Existing process mining methods cannot generate models that can accurately reflect software execution behavior. Based on this problem, this paper proposes a component-based hierarchical software behavior model discovery method that identifies the hierarchical structure involved in software execution, generating models with high fitness and simplicity, and divides the mined models based on component information, which improves the comprehensibility of the model and discovers the internal execution and interaction behavior of components. The model can capture software execution behavior and provide useful insights into how software behaves; this helps to improve software usability and redesign, ultimately improving the usability and redesign of the software.

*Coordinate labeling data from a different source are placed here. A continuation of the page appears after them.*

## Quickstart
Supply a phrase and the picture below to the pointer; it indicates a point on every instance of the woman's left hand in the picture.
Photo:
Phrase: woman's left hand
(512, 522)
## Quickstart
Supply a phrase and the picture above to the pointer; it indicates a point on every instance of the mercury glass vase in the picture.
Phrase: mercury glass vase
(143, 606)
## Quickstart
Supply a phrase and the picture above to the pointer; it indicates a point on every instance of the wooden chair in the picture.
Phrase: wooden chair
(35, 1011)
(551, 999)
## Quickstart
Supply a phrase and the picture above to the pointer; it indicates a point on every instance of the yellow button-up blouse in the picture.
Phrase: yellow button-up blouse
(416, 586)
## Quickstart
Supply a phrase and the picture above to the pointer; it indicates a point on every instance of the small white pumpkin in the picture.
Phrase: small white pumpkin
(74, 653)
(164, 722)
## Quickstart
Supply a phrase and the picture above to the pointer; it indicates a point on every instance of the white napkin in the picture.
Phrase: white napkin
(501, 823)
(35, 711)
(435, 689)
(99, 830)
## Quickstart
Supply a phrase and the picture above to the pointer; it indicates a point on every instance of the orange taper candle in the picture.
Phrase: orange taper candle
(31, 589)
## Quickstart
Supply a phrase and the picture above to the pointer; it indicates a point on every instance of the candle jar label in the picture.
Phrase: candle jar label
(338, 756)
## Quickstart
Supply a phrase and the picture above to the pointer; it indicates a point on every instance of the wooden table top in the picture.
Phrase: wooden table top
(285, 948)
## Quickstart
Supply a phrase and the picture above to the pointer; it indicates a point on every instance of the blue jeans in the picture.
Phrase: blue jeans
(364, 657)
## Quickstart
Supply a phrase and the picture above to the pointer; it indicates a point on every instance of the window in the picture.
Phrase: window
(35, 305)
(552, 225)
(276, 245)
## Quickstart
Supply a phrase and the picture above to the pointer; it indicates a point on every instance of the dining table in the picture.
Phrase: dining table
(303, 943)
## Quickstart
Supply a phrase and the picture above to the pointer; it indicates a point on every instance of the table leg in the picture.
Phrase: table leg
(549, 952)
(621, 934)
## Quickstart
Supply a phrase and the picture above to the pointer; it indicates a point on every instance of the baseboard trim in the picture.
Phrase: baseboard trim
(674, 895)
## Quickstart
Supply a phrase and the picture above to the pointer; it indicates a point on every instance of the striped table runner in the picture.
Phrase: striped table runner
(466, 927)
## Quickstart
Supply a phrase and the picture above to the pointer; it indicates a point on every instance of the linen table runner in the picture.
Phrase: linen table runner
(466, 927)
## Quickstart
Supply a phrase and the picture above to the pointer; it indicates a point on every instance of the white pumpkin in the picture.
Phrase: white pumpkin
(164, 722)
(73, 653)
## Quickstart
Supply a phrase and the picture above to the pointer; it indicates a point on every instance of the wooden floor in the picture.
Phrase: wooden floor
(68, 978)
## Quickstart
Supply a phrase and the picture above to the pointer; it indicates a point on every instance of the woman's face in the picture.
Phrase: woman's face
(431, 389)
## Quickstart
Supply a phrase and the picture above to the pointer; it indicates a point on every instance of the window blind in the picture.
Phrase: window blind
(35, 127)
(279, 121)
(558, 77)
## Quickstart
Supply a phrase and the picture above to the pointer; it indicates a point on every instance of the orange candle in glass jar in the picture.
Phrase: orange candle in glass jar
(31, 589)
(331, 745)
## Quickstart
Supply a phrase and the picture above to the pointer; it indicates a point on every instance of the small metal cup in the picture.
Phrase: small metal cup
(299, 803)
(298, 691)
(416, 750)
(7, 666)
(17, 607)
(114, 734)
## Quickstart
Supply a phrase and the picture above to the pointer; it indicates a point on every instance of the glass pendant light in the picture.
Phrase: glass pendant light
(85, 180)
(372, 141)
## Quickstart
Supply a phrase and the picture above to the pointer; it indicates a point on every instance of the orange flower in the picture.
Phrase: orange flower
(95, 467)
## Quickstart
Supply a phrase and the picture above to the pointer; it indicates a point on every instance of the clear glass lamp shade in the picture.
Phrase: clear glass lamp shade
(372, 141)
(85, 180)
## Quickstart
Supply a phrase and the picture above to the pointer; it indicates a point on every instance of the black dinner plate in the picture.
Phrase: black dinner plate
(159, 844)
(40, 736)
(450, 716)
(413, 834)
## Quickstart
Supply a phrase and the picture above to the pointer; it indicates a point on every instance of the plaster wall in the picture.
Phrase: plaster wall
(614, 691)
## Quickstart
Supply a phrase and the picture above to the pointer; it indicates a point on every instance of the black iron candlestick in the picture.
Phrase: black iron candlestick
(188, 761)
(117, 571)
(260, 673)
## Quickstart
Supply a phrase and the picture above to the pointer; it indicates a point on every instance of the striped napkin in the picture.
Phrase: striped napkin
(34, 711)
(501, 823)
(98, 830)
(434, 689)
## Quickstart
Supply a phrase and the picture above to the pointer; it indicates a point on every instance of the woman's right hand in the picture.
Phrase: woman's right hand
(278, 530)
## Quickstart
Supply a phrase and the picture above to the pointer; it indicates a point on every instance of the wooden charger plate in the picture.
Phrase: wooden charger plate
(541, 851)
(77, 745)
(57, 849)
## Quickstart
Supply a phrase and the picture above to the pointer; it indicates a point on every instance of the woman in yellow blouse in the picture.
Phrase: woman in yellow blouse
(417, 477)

The proposed method can improve the model’s comprehensibility by dividing the entire mining model into components, enabling it to better observe the interaction between components and internal running behavior. However, following the growth in software-scale and complicated structure, the execution of software process tends to become extremely complex. To further simplify the model, based on the observation that the interaction between components is completed through the interface, to identify the interface and divide the whole process model into multiple components and interfaces, then build the component model to present the internal interaction of components, and build the interface model to present the interaction between components will be our future work. This can further refine the process model and obtain a more accurate and understandable view that can reflect the behavior of software during the actual run-time execution.

Data Availability

The event logs of three real-life software systems have been converted to the IEEE XES format (http://www.xes-standard.org/. All source codes and event logs have been uploaded to the website https://github.com/TangYahui9596/Experiment-Data. And, the public datasets can be downloaded from [3941].

Conflicts of Interest

The authors declare that there are no conflicts of interest regarding the publication of this paper.

Acknowledgments

This work was supported by the National Natural Science Foundation of China (grant no. 62002310); Yunnan Science and Technology Major Project (202002AD080002); Yunnan Provincial Natural Science Foundation Fundamental Research Project (202101AT070004 and 2019FB135); Yunnan Province Software Engineering Key Laboratory Open Fund Project (2020SE404); Yunnan University Data-Driven Software Engineering Provincial Science and Technology Innovation Team Project (2017HC012); Yunnan University “Dong Lu Young-Backbone Teacher” Training Program; Yunnan Philosophy and Social Science Youth Project (QN2020024); and the Postgraduate Project of Scientific Research Fund of Yunnan Provincial Department of Education (2021Y018).